Here are the final graphics that characterize our two read-out systems. More details can be found in the notebook section.
For RO1 :
So we can see that there is a decrease in RFP expression when TRP is added. Therefore, we can admit that our Trp op is functional. We considered the characterization for this part done.
For RO2 :
This experiment was done in LB medium. All cells were normalized to an OD's of 0.2 before adding inducers which were put into the liquid culture just before the measurements. The concentration of Tryptophan was 0.9 mg/ml and the concentration of Anhydrous Tetracyclin was of 50 ug/ml.
Here are the result from the machine (qPCR).
Here is an average signal for each condition as we had 4 measurements for each state
A last picture shows the relative difference between the signal from cells with Trp or ATC and the signal from the cells' background fluorescence.
This confirms that our construct responds both to Trp and ATC and shows the characteristics we expected.Therefore, we can suppose that both the Trp op and the Tet op are functional and that we can use this part in order to see if the LovTAP is functional.

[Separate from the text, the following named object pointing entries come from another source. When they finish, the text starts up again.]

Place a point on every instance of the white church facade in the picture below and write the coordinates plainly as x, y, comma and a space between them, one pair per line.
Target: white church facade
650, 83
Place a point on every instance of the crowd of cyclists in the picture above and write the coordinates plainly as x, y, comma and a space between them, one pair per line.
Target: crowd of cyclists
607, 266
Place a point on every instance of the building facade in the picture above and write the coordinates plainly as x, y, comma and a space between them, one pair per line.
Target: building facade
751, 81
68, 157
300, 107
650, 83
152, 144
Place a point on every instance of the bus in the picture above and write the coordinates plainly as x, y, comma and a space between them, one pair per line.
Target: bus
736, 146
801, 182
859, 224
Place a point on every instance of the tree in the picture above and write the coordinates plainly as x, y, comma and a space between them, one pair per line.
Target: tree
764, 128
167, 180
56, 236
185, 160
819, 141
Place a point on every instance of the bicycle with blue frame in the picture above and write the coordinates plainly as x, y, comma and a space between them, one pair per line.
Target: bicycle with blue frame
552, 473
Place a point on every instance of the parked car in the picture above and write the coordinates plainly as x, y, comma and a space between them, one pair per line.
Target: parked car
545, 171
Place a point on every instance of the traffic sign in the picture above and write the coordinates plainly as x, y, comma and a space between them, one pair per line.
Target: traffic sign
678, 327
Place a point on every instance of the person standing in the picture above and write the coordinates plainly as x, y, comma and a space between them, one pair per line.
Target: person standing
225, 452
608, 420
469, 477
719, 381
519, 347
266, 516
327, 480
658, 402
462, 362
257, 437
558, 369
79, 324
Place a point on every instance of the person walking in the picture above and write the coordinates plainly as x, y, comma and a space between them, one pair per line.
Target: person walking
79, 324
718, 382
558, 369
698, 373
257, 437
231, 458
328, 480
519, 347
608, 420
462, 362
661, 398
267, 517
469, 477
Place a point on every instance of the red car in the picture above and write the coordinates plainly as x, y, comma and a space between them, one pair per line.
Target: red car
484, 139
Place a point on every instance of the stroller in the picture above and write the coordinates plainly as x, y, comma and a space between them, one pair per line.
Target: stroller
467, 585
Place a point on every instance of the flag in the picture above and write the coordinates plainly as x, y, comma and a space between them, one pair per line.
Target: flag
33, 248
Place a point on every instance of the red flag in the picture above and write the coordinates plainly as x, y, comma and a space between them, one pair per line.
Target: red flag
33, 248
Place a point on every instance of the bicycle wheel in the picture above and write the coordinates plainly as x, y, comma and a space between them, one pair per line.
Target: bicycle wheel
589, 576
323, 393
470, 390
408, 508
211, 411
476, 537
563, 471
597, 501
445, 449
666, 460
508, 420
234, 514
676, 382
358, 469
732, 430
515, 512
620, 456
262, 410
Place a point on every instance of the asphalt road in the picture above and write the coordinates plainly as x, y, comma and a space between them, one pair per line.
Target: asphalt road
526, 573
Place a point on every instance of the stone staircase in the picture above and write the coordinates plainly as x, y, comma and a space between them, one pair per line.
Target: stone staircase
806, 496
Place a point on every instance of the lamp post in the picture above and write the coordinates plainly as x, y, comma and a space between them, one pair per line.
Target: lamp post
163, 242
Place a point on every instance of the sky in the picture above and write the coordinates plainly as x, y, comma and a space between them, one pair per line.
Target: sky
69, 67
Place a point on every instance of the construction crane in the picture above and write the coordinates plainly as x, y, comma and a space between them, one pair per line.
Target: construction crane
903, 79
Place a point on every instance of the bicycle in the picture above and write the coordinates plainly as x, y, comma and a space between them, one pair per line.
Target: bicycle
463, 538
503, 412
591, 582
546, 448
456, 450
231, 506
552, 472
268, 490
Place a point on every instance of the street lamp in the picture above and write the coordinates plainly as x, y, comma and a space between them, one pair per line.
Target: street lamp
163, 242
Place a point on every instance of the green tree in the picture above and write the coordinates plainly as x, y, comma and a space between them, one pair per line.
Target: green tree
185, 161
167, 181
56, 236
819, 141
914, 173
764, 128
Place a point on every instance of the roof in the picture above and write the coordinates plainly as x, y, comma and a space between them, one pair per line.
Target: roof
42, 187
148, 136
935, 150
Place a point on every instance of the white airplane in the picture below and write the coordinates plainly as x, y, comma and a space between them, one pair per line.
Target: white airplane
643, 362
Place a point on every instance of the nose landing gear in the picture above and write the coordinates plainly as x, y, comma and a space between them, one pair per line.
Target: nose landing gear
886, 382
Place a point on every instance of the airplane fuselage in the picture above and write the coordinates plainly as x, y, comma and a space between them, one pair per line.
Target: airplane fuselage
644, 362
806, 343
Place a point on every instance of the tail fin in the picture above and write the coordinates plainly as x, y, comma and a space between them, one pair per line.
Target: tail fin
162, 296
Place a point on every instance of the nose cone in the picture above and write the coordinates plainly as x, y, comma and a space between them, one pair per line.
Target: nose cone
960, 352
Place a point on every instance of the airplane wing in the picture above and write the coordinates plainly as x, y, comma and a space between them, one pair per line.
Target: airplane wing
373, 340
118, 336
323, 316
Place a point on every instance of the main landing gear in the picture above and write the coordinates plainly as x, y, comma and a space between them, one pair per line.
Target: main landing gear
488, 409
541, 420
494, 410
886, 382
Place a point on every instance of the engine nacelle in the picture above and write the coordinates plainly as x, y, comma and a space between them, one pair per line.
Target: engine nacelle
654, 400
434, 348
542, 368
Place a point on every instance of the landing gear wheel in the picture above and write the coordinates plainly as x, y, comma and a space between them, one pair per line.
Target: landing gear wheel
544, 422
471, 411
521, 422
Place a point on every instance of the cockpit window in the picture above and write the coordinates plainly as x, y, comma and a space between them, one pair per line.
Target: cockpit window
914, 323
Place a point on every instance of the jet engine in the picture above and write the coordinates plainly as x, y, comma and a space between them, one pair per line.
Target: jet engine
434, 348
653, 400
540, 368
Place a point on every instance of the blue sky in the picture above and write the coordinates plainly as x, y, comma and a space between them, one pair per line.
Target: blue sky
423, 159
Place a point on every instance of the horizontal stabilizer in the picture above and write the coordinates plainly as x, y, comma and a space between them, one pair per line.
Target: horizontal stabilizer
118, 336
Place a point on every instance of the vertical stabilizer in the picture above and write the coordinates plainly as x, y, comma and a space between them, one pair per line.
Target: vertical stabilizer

Characterization of the entire system
Now that we have characterized the read out systems, we were able to see if the LovTAP protein would show the same pattern of response when illuminated as when we added Trp to the medium. The first result we obtained after an illumination of the entire system was the following :
We can see that our system mimicks the response with TRP, which is exactly what we wanted.
We first did one static measurement of fluorescence. For the + light condition we exposed the cells to the light for 2 hours.
Then we wanted to see the time course of the induction : when is the RFP expressed, how etc.
It appears that this actually happens during the first hour.
Mutations
We used two different mutations in our project.
First we used some E. coli strains that had their Trp promoter mutated.
Then we used some strains we modified to test the results we had in the modeling session.